Положение же мистера Эйрбина было тем более сложным, что он принадлежал к церкви, откровенно ценящей свои земные сокровища, и жил среди весьма состоятельных людей. Но именно поэтому он благодаря особенностям своего характера в юности воспринял убеждения, чуждые его натуре. Он остался в лоне высокой церкви, но решил, что будет следовать собственным принципам и пойдет иным путем, чем его собратья. Он готов был сражаться за свою партию, если ему позволят поступать и думать по-своему. Ему это позволили, а он понял, что был неправ, только тогда, когда было уже поздно. Он открыл — когда уже не мог воспользоваться этим открытием,— что лучше было бы не отвергать вознаграждения, положенного за его труды, и заработать себе жену и детей, а также и карету для них, и уютную столовую, где он мог бы угощать своих друзей своим вином, и право пройтись по главной улице своего городка, зная, что ему рады все местные торговцы. Другие люди приходили к этому убеждению в начале карьеры, а потому достигали своей цели. Он же опоздал.

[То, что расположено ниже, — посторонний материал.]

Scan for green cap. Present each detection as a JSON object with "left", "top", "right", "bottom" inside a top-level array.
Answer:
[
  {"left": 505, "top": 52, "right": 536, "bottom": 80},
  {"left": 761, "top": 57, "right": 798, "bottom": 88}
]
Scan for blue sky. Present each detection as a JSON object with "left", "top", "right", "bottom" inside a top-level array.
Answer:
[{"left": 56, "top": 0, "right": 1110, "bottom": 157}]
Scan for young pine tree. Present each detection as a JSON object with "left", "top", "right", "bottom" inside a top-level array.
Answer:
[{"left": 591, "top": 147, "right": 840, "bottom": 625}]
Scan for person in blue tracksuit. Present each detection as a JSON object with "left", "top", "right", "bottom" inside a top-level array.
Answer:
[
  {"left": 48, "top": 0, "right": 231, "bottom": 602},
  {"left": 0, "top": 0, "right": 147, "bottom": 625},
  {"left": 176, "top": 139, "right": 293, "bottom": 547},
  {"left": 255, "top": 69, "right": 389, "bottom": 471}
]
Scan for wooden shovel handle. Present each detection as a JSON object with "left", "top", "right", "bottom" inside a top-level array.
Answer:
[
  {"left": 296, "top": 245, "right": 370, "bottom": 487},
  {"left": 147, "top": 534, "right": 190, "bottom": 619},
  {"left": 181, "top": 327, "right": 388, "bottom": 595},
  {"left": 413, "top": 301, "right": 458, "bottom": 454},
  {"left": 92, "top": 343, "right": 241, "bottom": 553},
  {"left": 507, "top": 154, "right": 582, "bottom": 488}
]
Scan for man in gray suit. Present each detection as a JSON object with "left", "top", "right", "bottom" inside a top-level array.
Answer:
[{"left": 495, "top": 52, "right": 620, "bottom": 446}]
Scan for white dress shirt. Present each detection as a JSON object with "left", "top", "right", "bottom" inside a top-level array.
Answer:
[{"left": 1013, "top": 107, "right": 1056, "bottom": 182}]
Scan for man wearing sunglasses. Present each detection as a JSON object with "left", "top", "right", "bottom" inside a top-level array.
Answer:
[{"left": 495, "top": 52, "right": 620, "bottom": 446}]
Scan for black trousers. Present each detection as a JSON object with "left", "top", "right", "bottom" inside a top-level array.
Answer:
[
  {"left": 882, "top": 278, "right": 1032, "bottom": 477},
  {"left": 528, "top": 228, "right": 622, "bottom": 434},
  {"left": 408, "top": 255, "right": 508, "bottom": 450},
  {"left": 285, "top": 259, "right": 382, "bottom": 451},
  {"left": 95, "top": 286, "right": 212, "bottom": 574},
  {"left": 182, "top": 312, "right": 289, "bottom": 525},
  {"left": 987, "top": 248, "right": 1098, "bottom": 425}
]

Уже говорилось, что мистер Эйрбин был склонен к юмору, а подобные настроения на первый взгляд с юмором несовместимы. Однако это вряд ли так. Остроумие — лишь внешняя духовная оболочка человека и так же чуждо внутреннему миру его мыслей и чувств, как парча священника у алтаря чужда скрытому под ней аскету, чья кожа натерта власяницей и хранит рубцы бичевания. Но разве такой аскет гордится пышностью своих одежд не больше прочих людей? Разве мысль о том, какие муки скрыты под ними, не питают его гордости? Так же обстоит дело и с духовным обликом. Тот облик, который люди показывают миру, часто противоположен их внутренней сущности.
В гостиной архидьякона мистер Эйрбин, как обычно, скромно блистал остроумием, но в спальне он грустил у открытого окна, терзаясь потому, что у него нет ни жены, ни детей, ни отлично подстриженных газонов, чтобы возлежать на них, ни свиты почтительных младших священников, ни богатого прихода и банковские служащие не кланяются ему с уважением. Апостолом он не стал, а оказался священником прихода Св. Юолда, жалеющим, что он — не епископ. Поистине, он сел между двух стульев!
Когда на следующее утро мистер Хардинг и миссис Болд приехали в Пламстед, архидьякон и его друг уже отправились в приход Св. Юолда, чтобы новый священник мог осмотреть свою церковь и познакомиться с местным помещиком. Назад их ждали не раньше обеда. Мистер Хардинг, по своему обыкновению, отправился бродить по лужайкам возле церкви, а сестры после его ухода, естественно, заговорили о барчестерских делах.
Они не были особенно близки. Миссис Грантли была на десять лет старше Элинор и вышла замуж, когда та была еще маленькой девочкой. Поэтому они никогда не поверяли друг другу свои мечты и надежды; теперь же, когда одна стала матерью семейства, а другая — вдовой, время для таких излияний и вовсе прошло. Они слишком мало бывали вместе, чтобы между ними могла возникнуть сестринская дружба, а к тому же то, что легко в восемнадцать лет, становится трудным в двадцать восемь. Миссис Грантли знала это и не ждала, что сестра расскажет ей о своих тайнах, однако ей очень хотелось спросить Элинор, неужели ей и правда нравится мистер Слоуп.